Re: greek char in UTF-8 (part 2) from Albert Lunde on 2000-05-09 (www-international@w3.org from April to June 2000)

From: Albert Lunde <duerst@w3.org>
Date: Tue, 09 May 2000 14:28:51 +0900
To: www-international@w3.org
Message-Id: <4.2.0.58.J.20000509142830.02fe18b0@sh.w3.mag.keio.ac.jp>

 > Chris, you were right, my doctype was wrong; only the first file
 > ( http://www.bibl.ulaval.ca/doelec/theses/memoires/1999/ChRiviere/riv.htm )
 > is a frameset, I corrected the others. Secondly, *SOME* of my greek
 > characters are not ASCII, otherwise they would all display well in any
 > font, which is not the case. Concerning NCR (Numeric character reference, I
 > presume), if you look at the source of my file, you will see some NCR that
 > are below 256 (by ex. &#233; ) thus, ISO-Latin; but many are over 256, thus
 > unicode.
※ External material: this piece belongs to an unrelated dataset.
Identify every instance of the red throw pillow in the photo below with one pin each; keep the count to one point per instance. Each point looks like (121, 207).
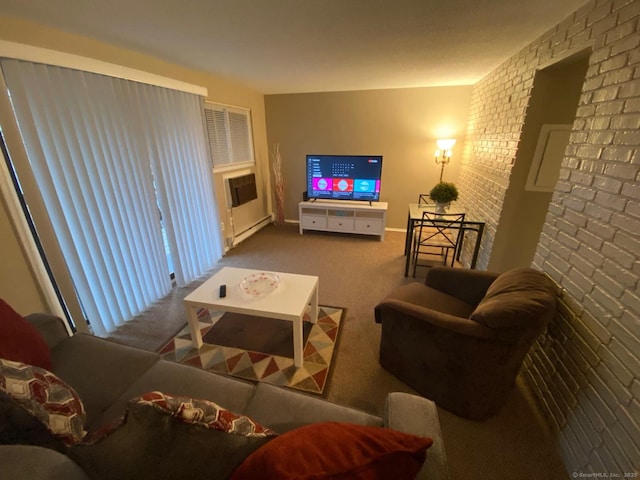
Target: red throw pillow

So I must send this in UTF-8, must I ?

Numeric character references are NOT (correctly) interpreted according
to the character encoding (a.k.a. charset) used to store or transmit
the document, but rather according to the SGML "Document Character
Set" which is always Unicode, or I think more precisely, ISO-10646.

So with user agents that pay any attention to the standards, you can
use Unicode numeric character references in a document represented in
ANY character encoding. (Getting usable fonts is not solved by this
fact, however.)

I forget what version of HTML/XML this started with, but see for
example:

http://www.w3.org/TR/html4/charset.html

--
     Albert Lunde          Albert-Lunde@northwestern.edu (new address)
                           Albert-Lunde@nwu.edu (old address)

Received on Tuesday, 9 May 2000 07:41:45 UTC